Hey filmmakers! Welcome to Going Bionic, #207. As promised, today is our MIPTV 2014 wrap up. Last week I reported from day one at MIPTV in Cannes, France. The crowds were as plentiful as the beaming sunshine over the Mediterranean Sea, and buyers were in a damn good mood. That’s how the week started. But like most great flash-in-the-pan romances, the love affair between buyers and the content they were there to buy, turned into a messy divorce by midweek.
MIPTV offered signs of a promising future for filmed content, but the overall consensus from most sellers there was offers from buyers were still in the basement of a high-rise building. Okay, that may be a bit exaggerated – but not by much. Now let’s go over a few reasons why MIPTV 2014 charged out of the gate, and then stumbled its way to the finish line.

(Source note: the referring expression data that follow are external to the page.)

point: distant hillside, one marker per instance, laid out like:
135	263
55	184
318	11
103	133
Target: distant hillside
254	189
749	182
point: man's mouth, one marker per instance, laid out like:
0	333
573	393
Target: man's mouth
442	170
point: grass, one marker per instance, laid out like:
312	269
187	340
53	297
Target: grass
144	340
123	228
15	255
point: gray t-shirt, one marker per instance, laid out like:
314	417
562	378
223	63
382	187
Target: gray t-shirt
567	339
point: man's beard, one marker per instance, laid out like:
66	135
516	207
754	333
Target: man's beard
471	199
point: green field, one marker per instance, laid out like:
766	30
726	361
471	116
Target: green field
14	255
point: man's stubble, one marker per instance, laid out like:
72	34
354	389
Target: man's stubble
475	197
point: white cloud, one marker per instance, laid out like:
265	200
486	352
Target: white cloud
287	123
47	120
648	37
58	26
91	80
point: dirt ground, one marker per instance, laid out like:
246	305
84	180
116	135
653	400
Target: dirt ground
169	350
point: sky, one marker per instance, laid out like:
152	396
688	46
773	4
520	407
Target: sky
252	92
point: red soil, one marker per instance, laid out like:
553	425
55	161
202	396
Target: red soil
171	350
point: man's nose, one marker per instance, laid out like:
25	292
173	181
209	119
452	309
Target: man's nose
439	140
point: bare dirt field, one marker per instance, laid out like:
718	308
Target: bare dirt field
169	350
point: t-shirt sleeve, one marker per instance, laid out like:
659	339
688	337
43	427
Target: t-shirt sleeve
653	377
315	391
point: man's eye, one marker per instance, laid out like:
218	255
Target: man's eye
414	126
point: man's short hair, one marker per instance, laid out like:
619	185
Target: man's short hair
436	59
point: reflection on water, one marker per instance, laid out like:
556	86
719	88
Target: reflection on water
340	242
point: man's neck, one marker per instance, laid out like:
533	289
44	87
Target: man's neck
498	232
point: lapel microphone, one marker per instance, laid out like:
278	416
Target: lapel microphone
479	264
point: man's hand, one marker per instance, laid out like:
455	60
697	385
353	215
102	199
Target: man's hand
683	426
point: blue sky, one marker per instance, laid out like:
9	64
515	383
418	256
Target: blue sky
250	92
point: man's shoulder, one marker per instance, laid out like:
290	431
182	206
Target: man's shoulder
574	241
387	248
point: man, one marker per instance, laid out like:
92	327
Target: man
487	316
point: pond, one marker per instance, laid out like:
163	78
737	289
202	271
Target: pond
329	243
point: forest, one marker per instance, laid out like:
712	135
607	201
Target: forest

Big Titles Thrived, While Small Titles Died
One glaring trend that emerged was highly budgeted and or highly branded titles were selling like crazy, while independent titles were barely selling at all. I personally experienced this vast difference at MIPTV last week. Buyers were all ears when I met with them about licensing videogames based on their globally recognized titles. However, when we met about my indie titles, they simply cared not to hear about them. Sadly, the discrepancy between the “haves” and the “have-nots,” was about as vast as the difference between the budgets of he projects made by the “haves,” and “have-nots.”

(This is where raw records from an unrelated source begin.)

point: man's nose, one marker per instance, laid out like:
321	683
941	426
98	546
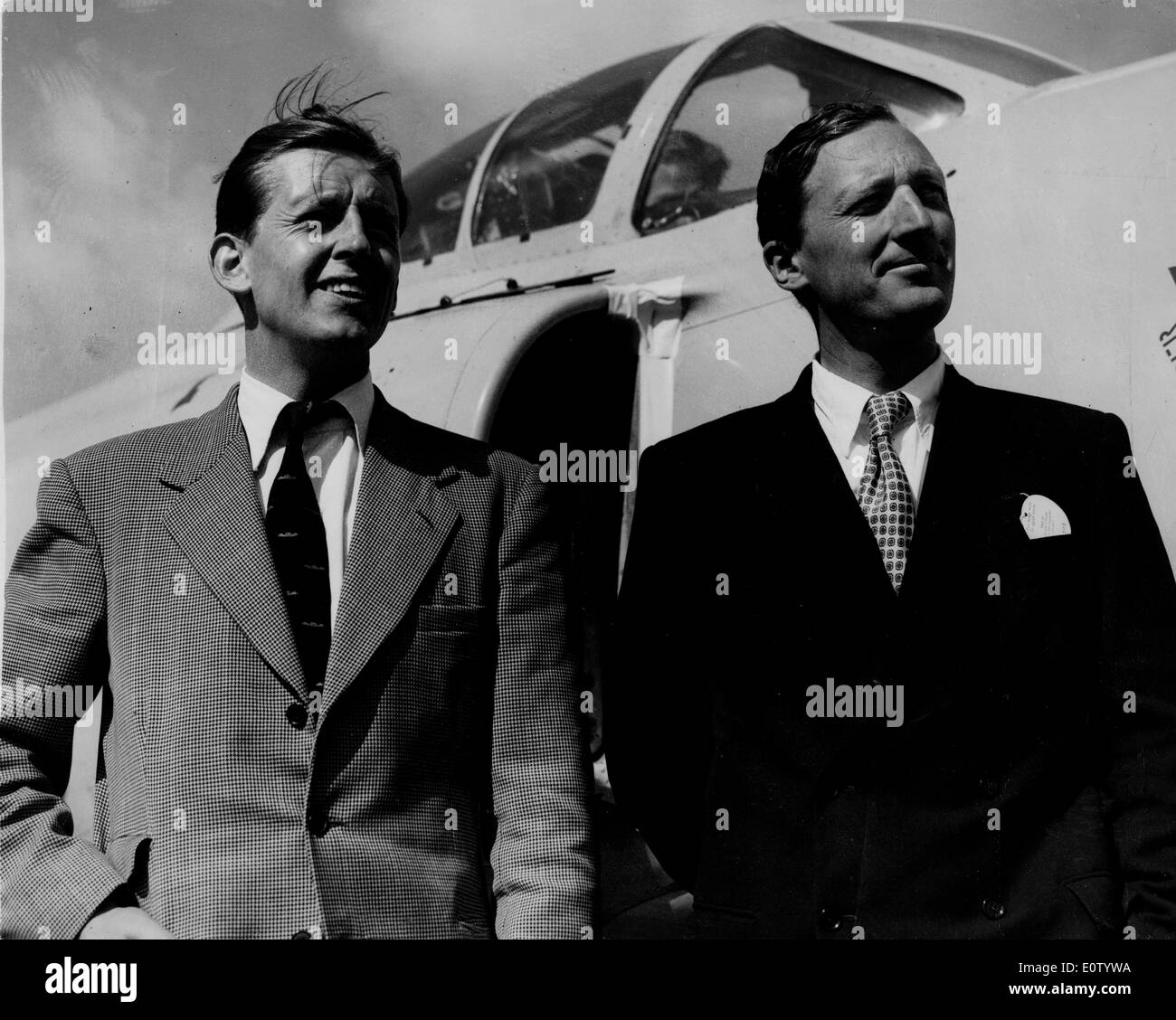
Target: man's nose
908	212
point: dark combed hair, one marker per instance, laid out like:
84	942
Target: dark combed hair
780	194
306	117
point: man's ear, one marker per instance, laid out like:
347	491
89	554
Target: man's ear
226	261
782	266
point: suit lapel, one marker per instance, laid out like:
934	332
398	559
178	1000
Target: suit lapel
831	516
948	505
216	521
403	523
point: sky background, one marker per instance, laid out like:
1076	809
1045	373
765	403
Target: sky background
90	142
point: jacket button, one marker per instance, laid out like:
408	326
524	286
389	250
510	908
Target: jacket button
318	823
994	910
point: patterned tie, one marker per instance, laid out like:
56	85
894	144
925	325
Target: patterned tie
298	542
885	493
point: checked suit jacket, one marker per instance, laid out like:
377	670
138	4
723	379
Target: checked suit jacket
1030	791
239	804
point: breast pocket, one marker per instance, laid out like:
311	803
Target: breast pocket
442	619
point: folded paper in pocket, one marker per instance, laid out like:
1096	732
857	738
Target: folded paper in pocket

The Filler Market Eased the Pain for Some Sellers
By way of explanation, the “filler market” occurs when buyers pick-up smaller titles to “fill” random slots in there broadcast schedule. Typically, these projects never see the light of prime time. Instead, they find time slots in the middle of the night. Filler titles tend to be sold when tied to a much more substantial title; (i.e. sellers tell buyers they must buy a filler or two, in exchange for getting access to a title they want). While “filler” titles have traditionally had a negative connotation, they should be, because a sale is a sale, no matter how you get it.
Revenue Sharing Deals are Becoming “Normal.”

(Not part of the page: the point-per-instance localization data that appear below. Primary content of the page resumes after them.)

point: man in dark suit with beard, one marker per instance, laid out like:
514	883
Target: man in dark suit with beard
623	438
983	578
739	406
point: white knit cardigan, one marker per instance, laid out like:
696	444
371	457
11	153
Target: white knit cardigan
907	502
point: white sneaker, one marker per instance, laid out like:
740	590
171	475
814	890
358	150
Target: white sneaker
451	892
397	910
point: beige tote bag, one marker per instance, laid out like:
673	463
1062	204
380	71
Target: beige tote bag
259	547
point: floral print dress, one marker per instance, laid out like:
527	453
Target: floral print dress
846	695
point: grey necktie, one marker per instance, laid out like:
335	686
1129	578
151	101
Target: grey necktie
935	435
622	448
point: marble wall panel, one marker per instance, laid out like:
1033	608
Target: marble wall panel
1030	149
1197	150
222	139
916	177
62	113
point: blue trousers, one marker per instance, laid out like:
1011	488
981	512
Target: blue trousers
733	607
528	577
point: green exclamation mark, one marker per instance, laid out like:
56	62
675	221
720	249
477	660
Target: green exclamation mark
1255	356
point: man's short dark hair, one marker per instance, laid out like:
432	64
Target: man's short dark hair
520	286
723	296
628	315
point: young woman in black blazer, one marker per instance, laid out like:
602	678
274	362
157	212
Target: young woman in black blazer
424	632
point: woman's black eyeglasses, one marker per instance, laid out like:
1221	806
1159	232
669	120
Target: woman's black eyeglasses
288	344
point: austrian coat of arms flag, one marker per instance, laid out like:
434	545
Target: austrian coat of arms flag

In a healthier financial climate, most sellers would not entertain a “rev share” deal with a distributor. Paying upfront for content is what distributors do; it’s what they’ve always done; and it is what makes the world go around. But, these days, conventional wisdom has no wisdom. Buyers are saddled with less money to pick-up titles they want, so many buyers are pushing a “rev share” model, where the buyer acquires content for no upfront fee, in exchange for given the producer(s) of that content a greater slice of the revenue. Of course, if the product fails to draw interest from advertisers, or the audience it’s targeted to, then there is no payout for the producer(s), and the film would have essentially been given away for free. There is, however, and upside to even that scenario; if your film is destined to be something that doesn’t turn a profit, then at least a revenue sharing deal gives it the perception of being good enough to be distributed.
Okay, friends. That’s what I have for you today. I thank you for lending me your eyes, and I look forward to borrowing them again next Tuesday. Until then, I wish you a productive week!